While it’s very true that there might be mistake on the finished products or the output we provided, this is normal because everybody can get mistake and it happens.  If you go through the norms, meaning that you are working without doing shortcuts and yet you found mistake later, that is fine still because sometimes mistakes are really inevitable to happen.  The important is you did your part and you are doing your job by heart because when you do your job with heart on, you are giving dignity and respect to your work.  Yes, technically the end product is wrong but the attitude how you made to complete the job makes the difference.  Richard may have mistakes in the pasts but he doesn’t feel morally down because he knows he honestly worked hard to complete those jobs.  Like he politely approaches colleagues, fairly worked with or without supervision and even go through the standard procedures.  It is just a matter that sometimes our best is not enough and for this, Richard’s fault is pardonable and his works can still say acceptably fine.  He’s might technically wrong but his work attitude is perfectly fine.

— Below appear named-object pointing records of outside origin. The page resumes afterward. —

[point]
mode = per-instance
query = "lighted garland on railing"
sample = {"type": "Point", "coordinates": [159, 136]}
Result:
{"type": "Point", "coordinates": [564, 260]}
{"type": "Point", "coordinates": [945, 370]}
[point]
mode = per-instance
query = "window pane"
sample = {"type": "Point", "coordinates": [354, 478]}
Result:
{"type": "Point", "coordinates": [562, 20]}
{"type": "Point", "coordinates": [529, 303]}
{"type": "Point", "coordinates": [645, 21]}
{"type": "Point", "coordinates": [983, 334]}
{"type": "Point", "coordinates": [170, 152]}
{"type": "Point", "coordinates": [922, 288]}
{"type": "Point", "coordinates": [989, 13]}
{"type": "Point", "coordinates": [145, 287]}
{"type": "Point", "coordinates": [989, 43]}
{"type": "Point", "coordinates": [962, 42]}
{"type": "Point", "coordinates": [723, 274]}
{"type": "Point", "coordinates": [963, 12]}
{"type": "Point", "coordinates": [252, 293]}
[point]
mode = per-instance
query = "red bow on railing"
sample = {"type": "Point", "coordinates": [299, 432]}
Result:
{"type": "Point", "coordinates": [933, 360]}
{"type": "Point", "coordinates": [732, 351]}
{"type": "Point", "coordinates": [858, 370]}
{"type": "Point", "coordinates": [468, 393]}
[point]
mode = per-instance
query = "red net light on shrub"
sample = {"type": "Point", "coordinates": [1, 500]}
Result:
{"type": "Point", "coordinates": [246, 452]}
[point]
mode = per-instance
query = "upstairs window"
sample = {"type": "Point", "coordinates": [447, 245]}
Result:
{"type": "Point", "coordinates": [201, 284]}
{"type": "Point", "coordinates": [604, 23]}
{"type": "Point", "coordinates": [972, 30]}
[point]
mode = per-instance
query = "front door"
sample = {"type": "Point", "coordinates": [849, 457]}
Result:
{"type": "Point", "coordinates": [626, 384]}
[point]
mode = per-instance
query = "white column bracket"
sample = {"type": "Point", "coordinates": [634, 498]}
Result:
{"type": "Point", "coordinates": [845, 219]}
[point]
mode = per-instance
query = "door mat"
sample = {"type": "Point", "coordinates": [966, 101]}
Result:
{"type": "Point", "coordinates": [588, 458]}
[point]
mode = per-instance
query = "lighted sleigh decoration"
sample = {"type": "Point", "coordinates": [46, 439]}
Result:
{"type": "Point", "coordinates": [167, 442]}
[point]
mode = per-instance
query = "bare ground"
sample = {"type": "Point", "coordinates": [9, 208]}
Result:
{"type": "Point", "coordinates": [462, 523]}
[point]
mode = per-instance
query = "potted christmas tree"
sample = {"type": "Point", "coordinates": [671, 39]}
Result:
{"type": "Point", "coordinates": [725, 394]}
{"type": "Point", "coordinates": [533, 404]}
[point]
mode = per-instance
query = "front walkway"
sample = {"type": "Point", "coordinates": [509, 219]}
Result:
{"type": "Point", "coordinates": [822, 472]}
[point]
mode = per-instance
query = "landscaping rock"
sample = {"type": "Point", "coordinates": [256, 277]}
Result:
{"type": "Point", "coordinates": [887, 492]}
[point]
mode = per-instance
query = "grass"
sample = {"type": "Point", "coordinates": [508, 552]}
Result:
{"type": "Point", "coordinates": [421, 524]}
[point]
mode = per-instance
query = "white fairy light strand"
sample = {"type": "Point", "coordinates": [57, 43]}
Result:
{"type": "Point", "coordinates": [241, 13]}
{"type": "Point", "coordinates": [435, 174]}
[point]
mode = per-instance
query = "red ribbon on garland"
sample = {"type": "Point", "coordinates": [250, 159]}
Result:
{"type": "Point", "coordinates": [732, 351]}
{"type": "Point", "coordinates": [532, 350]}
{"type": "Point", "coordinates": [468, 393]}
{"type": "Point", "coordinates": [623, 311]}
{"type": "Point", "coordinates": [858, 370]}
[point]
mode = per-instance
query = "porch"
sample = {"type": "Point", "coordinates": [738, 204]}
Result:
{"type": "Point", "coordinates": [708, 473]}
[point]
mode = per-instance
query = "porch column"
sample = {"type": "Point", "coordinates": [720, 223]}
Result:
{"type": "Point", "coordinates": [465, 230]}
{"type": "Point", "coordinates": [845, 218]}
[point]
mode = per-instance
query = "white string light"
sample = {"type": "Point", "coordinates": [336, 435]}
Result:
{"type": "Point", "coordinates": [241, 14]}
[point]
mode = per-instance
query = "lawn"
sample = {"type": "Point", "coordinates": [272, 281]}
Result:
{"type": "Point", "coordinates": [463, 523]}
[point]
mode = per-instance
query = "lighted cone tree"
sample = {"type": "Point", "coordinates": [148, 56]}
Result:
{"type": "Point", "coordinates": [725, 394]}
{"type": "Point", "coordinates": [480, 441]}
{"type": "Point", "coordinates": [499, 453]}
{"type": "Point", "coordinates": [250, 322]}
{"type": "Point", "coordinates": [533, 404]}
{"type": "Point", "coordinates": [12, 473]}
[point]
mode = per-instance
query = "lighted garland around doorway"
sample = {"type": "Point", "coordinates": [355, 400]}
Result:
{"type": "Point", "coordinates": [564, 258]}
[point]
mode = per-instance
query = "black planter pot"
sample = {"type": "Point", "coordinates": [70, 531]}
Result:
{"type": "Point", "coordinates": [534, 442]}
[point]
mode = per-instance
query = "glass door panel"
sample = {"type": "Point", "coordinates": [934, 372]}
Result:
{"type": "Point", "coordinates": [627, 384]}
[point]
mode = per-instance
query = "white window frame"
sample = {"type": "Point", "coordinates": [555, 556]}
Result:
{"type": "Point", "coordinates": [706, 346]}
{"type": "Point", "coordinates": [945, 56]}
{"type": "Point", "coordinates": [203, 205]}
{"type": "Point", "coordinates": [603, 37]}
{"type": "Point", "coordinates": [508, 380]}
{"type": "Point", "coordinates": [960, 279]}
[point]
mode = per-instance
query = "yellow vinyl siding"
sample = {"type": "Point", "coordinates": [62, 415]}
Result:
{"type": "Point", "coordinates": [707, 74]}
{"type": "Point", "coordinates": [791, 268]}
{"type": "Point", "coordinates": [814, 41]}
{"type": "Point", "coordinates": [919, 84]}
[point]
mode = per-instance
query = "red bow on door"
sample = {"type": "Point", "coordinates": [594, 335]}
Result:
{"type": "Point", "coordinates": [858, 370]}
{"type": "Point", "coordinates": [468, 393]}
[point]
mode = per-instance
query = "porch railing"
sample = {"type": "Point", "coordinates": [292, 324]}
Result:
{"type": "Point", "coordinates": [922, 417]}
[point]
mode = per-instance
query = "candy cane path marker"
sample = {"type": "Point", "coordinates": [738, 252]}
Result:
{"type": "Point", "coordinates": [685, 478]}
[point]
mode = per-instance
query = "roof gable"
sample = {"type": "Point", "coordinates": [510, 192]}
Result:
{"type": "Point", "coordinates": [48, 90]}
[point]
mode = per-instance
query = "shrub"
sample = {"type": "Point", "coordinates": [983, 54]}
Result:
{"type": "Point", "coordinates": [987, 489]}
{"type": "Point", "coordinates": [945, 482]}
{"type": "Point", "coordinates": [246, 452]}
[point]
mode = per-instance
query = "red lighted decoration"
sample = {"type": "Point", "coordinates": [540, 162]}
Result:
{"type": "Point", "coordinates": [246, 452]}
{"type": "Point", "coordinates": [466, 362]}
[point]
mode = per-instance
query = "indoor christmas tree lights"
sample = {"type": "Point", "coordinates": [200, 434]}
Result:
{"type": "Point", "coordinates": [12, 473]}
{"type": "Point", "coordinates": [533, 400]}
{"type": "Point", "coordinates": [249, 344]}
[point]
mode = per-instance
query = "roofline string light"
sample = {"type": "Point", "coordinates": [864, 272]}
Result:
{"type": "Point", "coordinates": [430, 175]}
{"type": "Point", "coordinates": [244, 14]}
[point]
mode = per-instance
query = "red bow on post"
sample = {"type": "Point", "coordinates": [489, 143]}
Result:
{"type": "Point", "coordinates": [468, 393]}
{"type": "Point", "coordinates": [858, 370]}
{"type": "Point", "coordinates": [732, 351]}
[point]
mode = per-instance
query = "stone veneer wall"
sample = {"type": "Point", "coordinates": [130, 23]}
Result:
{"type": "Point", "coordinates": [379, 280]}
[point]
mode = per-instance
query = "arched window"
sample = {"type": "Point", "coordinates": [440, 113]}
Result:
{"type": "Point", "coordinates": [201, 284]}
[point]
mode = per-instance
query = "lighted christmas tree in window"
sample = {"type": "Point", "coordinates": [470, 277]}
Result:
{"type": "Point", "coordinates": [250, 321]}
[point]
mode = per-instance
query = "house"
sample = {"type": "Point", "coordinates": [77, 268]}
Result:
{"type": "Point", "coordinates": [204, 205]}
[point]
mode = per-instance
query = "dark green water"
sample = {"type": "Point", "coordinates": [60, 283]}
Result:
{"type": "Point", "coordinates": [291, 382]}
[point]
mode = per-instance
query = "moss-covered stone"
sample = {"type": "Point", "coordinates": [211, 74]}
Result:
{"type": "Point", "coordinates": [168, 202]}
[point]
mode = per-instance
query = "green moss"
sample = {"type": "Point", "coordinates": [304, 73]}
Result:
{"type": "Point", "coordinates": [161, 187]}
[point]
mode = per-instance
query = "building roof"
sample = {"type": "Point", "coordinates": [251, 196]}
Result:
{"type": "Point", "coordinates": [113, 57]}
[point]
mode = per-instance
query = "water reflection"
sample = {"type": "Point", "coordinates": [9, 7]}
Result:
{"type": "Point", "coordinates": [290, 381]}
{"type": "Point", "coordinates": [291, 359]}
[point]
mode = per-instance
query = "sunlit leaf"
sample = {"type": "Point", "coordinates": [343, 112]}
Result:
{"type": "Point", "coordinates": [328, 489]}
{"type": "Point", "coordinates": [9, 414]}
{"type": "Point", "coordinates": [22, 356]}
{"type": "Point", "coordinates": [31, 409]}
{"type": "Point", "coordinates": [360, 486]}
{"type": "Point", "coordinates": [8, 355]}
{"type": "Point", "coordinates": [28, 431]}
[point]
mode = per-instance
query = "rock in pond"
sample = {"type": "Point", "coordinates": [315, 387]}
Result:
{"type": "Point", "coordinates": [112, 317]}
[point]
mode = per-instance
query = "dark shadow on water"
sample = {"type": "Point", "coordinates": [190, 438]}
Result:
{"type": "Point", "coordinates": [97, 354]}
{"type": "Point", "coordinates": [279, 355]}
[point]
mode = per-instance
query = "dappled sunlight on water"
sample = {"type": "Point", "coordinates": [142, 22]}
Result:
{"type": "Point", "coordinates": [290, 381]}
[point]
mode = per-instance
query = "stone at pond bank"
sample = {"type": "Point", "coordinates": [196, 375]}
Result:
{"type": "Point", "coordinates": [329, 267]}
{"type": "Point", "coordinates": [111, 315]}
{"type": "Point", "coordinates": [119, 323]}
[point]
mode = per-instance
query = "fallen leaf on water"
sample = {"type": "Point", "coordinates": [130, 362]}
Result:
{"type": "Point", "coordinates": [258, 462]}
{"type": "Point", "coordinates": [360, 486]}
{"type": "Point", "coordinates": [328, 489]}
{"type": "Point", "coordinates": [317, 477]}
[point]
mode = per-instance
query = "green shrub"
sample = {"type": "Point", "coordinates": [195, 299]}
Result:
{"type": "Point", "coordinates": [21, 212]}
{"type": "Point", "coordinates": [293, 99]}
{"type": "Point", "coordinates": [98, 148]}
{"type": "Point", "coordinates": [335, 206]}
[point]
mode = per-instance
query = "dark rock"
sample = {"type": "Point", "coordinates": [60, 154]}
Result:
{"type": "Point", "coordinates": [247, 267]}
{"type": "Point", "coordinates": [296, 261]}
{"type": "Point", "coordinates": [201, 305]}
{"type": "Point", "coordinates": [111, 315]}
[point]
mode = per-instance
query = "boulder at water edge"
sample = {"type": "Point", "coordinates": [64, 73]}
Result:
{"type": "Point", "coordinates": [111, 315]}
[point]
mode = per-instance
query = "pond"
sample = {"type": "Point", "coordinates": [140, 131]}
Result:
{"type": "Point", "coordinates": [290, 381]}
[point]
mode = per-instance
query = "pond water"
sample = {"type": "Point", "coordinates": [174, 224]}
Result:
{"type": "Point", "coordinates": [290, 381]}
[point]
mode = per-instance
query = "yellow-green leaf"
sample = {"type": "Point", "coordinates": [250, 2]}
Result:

It’s professionalism that makes our whole work fine.  Whatever our work is, we should work like a professional.  It doesn’t need to have licensure or need to have prefix title on our name to become professional.  In many ways you can be professional.  The way you speak, your behavior towards your colleagues, and the way you treat your work are all acts of professionalism.  Professionalism is being true and loyal to our job.  You can be a good engineer, a famous architect or an experienced physician but if the way you treat your job is not according to the responsibilities you sworn, then you are not really professional.  If you are collecting pay for the job you did not really worked, if you are using the company’s resources for your personal use, if you are coming late or going home early, if you are showing favoritism amongst your staff, if you are into politics – though you may successfully finished your work or no matter what profession you’ve obtained, at the end of the day you are not really professional.  Professionalism comes when you have integrity in your work which is all about honesty and attitude.

I found the case of Richard a real good and it turns me to look at myself and do self-check on my work attitude.  I am sailing on the same boat.  For me, no matter how competent, loyal, hardworking and reliable in his work the man can be, still he cannot be the best employee and not deserved to promote if that man is deceitful.  In the same way a man who is so punctual and kind but not productive.  Cheating, stealing and tricking your company are not fair.  Being honest to your work is an excellent attitude that tells your upbringing whether on or off work.  Someone can have the excellent work but if it is out of politics, if you’ve got it the unfair way, if you are not deserved for it, then that is a half cook victory.  The end doesn’t justify the mean.  It means to say that it should not be looked at the result but equally important to consider is the person’s attitude how the product has come up.